Government data shows inflation cooling modestly. The Consumer Price Index slowed to 2.4% in January from 2.7% a month earlier, according to the US Bureau of Labor Statistics.
Even so, Moody’s Analytics chief economist Mark Zandi recently told CNBC that the improvement appears stronger in statistics than in everyday costs faced by consumers.
Bitcoin has long been promoted as a hedge against currency debasement because its supply is capped at 21 million coins.
When central banks expand liquidity and weaken purchasing power, investors often move toward scarce assets, including Bitcoin and gold, both of which Pompliano described as durable long-term stores of value.
Market sentiment, however, has deteriorated. The Crypto Fear & Greed Index recently dropped to an “Extreme Fear” reading of 9, a level not seen since June 2022.
Bitcoin was trading near $68,850 at publication, down roughly 28% over the past month, according to CoinMarketCap.
Pompliano expects macroeconomic conditions to create turbulence before any sustained recovery.
He anticipates deflationary pressures in the short run, followed by policy responses such as rate cuts and renewed liquidity injections.
“We’re going get deflationary-type forces in the short term, people are going to ask to print money and to drop interest rates,” he said.
He described the dynamic as a “monetary slingshot,” where currency devaluation occurs while falling prices temporarily obscure its effects.
Over time, he argued, additional money creation would weaken the U.S. dollar and strengthen scarce assets.
Bitcoin Slides as US Jobs Revision Shakes Market Confidence
Bitcoin’s recent decline followed a sharp shift in economic expectations after US authorities revised last year’s employment data lower by nearly 900,000 jobs.
While January payrolls showed a modest gain of 130,000 positions, the large adjustment undermined confidence in earlier reports and unsettled financial markets.
Investors reacted less to the weak headline figure and more to the reliability of the data itself, as uncertainty tends to weigh heavily on risk assets.
The change quickly rippled across markets.
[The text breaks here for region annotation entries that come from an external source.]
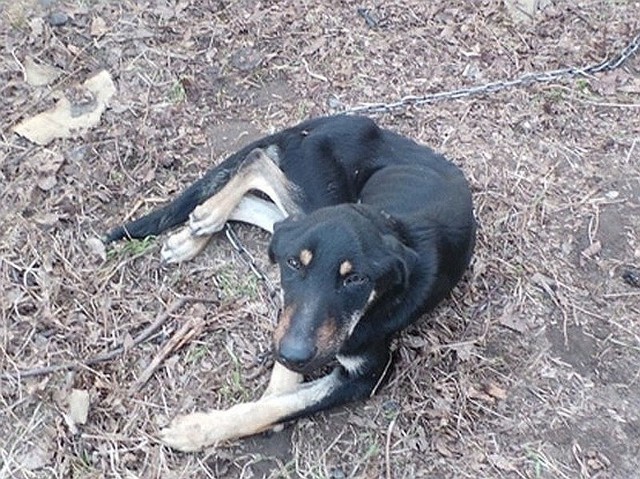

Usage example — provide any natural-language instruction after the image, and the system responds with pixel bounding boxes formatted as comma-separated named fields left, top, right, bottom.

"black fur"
left=105, top=116, right=475, bottom=424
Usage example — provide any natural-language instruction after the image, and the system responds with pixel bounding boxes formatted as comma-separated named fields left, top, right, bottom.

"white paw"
left=160, top=228, right=209, bottom=263
left=189, top=203, right=229, bottom=236
left=160, top=411, right=233, bottom=452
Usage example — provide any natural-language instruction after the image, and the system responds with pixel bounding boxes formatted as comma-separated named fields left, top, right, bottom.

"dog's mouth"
left=275, top=349, right=338, bottom=375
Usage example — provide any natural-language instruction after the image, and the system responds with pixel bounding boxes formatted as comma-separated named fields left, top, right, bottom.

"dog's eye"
left=342, top=273, right=368, bottom=286
left=287, top=256, right=302, bottom=271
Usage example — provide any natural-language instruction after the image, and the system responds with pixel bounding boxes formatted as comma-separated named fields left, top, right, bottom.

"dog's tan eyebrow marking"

US Treasury yields rose, with the 10-year moving from about 4.15% to 4.20%, while expectations for a March interest-rate cut dropped sharply from 22% to 9%.
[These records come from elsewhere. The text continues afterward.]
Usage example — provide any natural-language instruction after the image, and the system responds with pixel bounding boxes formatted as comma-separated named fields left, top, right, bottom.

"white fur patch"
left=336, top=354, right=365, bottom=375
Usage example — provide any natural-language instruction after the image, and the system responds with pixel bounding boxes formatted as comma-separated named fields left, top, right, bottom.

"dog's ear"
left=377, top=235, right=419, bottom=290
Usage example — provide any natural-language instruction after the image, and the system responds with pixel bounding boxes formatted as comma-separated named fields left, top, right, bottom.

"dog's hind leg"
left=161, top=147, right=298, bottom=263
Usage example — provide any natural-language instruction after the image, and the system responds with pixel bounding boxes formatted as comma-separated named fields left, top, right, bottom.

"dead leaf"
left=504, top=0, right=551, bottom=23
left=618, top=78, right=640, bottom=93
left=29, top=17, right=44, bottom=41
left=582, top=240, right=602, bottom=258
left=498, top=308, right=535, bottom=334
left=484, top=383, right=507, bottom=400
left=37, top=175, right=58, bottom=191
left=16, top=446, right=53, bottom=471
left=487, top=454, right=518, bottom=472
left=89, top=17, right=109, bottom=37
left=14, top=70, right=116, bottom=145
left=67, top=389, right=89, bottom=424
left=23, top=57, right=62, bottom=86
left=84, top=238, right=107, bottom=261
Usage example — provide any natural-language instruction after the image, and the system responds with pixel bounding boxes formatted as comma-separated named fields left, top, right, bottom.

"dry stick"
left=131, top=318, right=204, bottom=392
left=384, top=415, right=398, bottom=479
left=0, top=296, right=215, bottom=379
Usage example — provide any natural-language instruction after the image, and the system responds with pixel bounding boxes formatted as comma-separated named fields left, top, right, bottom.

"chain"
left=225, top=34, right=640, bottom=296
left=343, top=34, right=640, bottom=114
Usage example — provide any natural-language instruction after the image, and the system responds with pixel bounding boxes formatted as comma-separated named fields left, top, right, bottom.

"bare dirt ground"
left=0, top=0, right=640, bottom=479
Derivatives activity also intensified, with large traders increasing hedging positions against further downside.
Analysts noted that preliminary labor estimates, including statistical models used during economic transitions, may have overstated job creation in prior readings.
For Bitcoin, the bond market remains a key signal. Higher yields typically tighten liquidity conditions, making it harder for speculative assets to recover.
Although some traders believe prices could be nearing a bottom, current market behavior suggests hesitation.